Social media, indecent dressing, and a high increase in sexual violence
For me, I don’t think it’s a contributing factor, but it’s actually a major problem when it comes to engaging in sexual activities. You should learn to control yourself, which is why I’m talking about behavioural change. When I mean behavioural change, your mindset already tells you it’s a no-go area and you should not engage in it. So if a lady decides to dress in a way she is comfortable with or even decides to walk naked, that doesn’t give you the right as a man to rape her. Even for a woman, it doesn’t give you the right to violate a man. If we say indecent dressing is the cause of most rape cases, how about a two-year-old wearing diapers? Is she sexually appealing? Or a woman covered in a hijab with no part of her body showing—is she sexually appealing? So, whether dressing or not, social media or not, it’s a no.

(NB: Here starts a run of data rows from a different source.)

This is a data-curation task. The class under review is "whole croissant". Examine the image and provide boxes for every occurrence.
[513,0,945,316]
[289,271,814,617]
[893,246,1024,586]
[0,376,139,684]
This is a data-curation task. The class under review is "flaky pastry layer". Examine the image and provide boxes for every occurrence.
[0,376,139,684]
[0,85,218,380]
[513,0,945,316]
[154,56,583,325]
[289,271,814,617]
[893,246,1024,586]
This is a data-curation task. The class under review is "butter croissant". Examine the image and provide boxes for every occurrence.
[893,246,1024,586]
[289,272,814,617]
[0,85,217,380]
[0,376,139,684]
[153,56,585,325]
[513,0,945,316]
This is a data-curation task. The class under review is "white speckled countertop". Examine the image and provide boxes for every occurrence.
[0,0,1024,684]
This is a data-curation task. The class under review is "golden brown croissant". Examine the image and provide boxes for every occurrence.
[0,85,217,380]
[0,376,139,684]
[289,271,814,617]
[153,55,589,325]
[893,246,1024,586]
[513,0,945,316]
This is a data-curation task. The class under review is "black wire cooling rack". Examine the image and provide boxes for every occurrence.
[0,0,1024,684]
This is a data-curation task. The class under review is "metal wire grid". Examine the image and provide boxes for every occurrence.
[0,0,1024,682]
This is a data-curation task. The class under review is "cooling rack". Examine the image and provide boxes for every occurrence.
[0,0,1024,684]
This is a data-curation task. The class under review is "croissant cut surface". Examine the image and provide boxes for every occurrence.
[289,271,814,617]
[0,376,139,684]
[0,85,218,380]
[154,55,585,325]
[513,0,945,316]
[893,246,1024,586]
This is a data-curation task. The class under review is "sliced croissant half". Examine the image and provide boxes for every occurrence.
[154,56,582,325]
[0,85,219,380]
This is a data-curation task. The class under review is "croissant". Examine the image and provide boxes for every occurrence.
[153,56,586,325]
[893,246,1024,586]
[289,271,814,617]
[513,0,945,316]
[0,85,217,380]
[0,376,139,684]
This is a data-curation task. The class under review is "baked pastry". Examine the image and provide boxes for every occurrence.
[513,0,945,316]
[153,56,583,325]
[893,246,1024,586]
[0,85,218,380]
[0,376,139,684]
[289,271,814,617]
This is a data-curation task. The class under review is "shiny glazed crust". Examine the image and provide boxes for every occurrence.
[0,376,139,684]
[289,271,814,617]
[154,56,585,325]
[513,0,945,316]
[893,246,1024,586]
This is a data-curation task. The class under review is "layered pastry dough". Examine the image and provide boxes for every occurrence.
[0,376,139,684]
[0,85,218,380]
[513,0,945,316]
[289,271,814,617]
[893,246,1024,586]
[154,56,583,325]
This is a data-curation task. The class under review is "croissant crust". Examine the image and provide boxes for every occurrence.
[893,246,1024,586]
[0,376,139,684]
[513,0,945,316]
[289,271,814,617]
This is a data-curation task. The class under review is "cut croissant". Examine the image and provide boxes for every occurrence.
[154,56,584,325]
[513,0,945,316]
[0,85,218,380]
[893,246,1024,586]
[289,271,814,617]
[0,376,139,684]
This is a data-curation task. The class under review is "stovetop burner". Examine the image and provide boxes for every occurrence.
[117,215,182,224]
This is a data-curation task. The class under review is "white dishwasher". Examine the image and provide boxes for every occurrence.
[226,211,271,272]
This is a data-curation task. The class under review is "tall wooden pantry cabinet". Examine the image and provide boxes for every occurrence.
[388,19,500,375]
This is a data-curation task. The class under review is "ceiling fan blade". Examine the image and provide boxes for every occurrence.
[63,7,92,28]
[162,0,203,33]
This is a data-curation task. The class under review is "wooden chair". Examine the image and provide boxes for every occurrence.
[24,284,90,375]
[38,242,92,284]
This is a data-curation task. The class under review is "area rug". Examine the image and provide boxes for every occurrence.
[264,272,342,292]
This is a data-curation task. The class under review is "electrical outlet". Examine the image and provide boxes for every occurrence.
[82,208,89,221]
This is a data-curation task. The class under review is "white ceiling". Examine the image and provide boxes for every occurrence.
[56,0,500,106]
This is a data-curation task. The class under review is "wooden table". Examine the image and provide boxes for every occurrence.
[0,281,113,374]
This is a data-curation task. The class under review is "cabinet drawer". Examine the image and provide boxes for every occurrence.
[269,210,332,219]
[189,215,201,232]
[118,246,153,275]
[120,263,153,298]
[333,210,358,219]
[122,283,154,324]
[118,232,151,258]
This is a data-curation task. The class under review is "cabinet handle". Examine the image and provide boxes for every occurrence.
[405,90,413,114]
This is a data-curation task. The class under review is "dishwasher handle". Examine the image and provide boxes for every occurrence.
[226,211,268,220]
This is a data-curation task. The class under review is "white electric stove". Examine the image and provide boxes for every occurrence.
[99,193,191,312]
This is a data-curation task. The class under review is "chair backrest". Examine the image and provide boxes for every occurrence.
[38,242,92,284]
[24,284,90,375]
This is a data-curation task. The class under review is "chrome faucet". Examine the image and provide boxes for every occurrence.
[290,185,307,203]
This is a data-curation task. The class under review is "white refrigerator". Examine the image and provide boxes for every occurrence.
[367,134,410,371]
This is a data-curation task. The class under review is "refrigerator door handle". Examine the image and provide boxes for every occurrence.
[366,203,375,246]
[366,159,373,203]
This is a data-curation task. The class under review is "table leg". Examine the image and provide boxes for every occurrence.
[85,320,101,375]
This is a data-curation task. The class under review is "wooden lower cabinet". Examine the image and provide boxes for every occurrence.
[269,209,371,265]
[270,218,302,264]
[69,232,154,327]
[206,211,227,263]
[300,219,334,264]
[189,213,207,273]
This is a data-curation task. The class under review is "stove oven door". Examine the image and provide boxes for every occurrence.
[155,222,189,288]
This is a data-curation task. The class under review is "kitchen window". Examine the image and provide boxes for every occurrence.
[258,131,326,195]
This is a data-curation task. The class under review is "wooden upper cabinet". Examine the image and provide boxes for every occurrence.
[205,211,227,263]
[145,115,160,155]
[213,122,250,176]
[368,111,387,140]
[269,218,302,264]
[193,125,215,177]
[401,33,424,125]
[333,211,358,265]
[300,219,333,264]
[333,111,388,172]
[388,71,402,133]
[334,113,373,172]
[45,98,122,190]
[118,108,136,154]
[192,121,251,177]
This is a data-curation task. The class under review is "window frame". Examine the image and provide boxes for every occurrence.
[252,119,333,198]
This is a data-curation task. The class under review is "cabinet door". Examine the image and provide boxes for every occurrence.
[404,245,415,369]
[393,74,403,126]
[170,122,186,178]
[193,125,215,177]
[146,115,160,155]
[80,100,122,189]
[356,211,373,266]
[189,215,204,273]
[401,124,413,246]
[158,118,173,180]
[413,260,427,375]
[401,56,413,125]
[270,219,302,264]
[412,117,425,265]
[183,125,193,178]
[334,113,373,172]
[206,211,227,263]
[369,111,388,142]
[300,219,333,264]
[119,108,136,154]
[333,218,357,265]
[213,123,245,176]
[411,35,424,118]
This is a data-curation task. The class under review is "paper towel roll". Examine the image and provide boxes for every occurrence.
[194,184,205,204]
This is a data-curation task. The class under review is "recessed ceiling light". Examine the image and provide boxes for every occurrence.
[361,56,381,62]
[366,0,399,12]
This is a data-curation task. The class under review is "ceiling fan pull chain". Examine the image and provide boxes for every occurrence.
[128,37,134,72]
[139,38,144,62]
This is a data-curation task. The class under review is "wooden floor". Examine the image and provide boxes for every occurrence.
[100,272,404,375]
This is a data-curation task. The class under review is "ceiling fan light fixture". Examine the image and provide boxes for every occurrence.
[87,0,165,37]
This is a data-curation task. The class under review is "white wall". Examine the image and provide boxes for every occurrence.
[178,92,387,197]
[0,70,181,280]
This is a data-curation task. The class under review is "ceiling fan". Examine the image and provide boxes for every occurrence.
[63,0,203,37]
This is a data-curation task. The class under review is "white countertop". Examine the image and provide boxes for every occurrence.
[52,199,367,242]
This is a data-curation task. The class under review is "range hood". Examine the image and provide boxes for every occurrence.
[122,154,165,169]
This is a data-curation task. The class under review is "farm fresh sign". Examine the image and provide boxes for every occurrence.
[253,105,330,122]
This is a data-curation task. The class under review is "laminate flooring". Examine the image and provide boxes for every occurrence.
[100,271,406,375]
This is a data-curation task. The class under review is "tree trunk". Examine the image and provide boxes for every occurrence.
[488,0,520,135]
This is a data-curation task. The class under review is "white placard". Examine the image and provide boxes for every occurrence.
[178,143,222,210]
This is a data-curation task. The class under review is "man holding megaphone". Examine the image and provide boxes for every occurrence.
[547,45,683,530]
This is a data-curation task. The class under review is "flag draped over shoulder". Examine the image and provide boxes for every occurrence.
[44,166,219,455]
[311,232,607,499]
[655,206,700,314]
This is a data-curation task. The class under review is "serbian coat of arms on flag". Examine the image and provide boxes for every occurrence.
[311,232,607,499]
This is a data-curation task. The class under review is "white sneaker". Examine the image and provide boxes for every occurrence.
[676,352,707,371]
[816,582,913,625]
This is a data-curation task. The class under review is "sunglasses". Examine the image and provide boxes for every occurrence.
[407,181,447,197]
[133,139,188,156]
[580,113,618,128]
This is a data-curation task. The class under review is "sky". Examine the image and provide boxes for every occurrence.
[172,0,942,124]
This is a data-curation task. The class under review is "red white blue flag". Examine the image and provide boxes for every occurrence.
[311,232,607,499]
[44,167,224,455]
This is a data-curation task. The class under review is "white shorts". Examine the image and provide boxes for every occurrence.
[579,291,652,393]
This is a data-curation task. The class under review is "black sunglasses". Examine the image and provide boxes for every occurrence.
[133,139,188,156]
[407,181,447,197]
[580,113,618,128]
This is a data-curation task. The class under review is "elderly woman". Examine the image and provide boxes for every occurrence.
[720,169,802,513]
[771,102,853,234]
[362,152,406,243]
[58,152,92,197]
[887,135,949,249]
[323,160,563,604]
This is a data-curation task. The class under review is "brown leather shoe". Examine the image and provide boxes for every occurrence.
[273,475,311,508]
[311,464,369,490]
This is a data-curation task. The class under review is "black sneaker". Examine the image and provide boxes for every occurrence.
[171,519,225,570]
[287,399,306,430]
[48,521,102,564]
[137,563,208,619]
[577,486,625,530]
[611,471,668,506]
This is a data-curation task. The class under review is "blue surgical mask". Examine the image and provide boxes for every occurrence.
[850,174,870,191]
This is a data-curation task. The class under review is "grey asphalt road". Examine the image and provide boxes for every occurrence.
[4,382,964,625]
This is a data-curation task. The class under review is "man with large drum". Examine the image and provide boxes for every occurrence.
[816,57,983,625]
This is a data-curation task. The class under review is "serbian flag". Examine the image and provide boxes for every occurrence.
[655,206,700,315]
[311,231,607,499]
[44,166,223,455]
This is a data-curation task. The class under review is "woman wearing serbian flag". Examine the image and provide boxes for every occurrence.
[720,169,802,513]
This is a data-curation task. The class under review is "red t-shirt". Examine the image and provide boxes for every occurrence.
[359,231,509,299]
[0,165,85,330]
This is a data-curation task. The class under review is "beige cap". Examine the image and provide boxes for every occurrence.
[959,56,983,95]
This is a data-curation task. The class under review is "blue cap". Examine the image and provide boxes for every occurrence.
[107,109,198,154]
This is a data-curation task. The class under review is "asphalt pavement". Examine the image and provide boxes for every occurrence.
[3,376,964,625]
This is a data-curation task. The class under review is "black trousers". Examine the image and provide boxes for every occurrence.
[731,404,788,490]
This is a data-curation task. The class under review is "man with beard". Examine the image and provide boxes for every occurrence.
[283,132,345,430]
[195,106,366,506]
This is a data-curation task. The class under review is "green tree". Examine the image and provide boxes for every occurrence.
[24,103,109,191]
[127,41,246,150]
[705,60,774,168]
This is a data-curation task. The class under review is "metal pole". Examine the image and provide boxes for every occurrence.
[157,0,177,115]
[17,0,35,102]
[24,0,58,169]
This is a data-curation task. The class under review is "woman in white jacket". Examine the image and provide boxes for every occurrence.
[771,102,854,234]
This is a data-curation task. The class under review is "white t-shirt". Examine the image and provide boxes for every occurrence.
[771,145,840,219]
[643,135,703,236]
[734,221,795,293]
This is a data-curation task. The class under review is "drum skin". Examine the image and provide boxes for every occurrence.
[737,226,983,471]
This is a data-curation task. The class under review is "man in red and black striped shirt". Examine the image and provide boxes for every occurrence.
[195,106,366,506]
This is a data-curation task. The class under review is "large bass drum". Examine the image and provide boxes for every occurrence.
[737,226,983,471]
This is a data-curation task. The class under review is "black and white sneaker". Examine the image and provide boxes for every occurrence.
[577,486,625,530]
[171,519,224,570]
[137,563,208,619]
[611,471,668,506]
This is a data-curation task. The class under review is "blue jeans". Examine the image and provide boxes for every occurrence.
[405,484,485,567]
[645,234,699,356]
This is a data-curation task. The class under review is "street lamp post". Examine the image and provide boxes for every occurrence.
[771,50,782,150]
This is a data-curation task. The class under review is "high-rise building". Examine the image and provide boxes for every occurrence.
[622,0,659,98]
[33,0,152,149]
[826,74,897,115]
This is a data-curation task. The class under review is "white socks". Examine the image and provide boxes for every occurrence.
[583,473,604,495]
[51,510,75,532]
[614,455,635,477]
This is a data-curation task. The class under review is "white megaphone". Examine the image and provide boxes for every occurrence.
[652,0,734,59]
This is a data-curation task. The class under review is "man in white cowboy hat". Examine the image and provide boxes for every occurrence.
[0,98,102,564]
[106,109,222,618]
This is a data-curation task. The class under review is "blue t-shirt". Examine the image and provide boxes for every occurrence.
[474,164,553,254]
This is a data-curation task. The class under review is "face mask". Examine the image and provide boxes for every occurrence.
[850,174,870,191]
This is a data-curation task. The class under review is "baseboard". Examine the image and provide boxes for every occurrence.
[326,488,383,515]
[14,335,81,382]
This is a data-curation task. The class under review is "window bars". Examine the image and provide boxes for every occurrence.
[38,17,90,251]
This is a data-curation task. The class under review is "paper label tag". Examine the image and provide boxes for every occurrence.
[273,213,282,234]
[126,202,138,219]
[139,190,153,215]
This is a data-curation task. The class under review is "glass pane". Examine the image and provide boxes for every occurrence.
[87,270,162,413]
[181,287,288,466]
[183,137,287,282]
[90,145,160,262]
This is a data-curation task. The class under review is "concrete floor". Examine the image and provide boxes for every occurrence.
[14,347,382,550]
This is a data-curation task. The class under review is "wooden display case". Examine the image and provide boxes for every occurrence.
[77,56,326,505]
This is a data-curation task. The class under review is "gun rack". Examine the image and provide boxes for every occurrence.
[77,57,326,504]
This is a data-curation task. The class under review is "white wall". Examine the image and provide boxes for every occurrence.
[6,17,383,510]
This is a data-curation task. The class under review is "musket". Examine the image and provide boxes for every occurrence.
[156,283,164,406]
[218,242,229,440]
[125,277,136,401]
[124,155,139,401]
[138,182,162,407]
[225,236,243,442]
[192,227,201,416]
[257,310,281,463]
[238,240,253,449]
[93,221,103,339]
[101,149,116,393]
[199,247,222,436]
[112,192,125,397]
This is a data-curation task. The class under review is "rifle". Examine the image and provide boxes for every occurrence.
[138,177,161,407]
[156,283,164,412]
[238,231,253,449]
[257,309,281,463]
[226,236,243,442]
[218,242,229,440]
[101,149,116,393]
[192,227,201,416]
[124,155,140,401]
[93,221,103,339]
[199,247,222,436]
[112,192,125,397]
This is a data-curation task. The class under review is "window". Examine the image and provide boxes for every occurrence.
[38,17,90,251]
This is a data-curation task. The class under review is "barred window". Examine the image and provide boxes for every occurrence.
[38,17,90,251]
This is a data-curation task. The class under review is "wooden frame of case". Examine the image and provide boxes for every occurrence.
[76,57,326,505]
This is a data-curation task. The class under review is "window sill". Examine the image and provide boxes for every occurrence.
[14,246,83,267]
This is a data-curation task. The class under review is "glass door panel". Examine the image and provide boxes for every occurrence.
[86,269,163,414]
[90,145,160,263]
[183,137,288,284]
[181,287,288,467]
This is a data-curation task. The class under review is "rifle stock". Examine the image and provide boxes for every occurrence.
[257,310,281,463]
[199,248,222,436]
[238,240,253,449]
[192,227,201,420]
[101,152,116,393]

You also see the situation of ladies being lured into hotels after chatting on social media, and their nude pictures or videos are taken either with or without their consent. So, there’s also online gender-based violence.
Online gender-based violence happens when you start talking to the lady, professing love to her, and beg her to send her nudes to you. The moment she sends her nude pictures to you, you start blackmailing and extorting her. You threaten to post the pictures online if she stops giving you money. Another form of gender-based violence is body shaming or slut shaming. It psychologically affects the woman. The biggest one is girls being killed and used for different forms of rituals after meeting a guy online. At the same time, we also need to be assertive; let’s be able to do our background check. The lady should also check who this person is. Do not visit anyone whose identity you do not know; do not be swept away by the desire to visit a stranger. Be sure to know one person or the other he knows or you know in debt. If you must meet, let it be an open place. People should also know about your whereabouts; at least tell someone about who you are speaking to. Do not do things in secrecy; secrecy actually breeds evil. Even if you cannot tell your parents, at least tell a friend or sibling. It is important that we are also very wise.
Blaming the victims’ stigmatization
People should understand that the perpetrator should be shamed and blamed, not the victim or survivor. Our mindset is so porous in this part of the world that if a person is raped, we discriminate against that person. I am aware of a case where a woman’s fiancé rejected her a few weeks before their wedding after learning that she had previously experienced rape. The man said he ”can’t marry a woman that another man has slept with’’. I asked myself, “Is it her fault that she was raped? Those people have a very strong culture, and culture is playing a very strong part in this whole discrimination and stigmatization thing. So people should understand that it is not the fault of the person; the person didn’t ask to be raped.
Advice for victims of sexual domestic violence
The advice I have for victims of domestic violence is that if it’s a life-threatening case, please leave so that you can live. Most women will say I’m staying for the sake of my children. If you die now, another woman will come and take care of the children. It’s important that you take action before it’s too late. For rape survivors, I stand with you, and I understand that it is a lot of trauma, but the first approach is for you to please get help to get a form of therapy to help you heal. Do not ever blame yourself; it is not your fault. Shame on that person who actually raped you.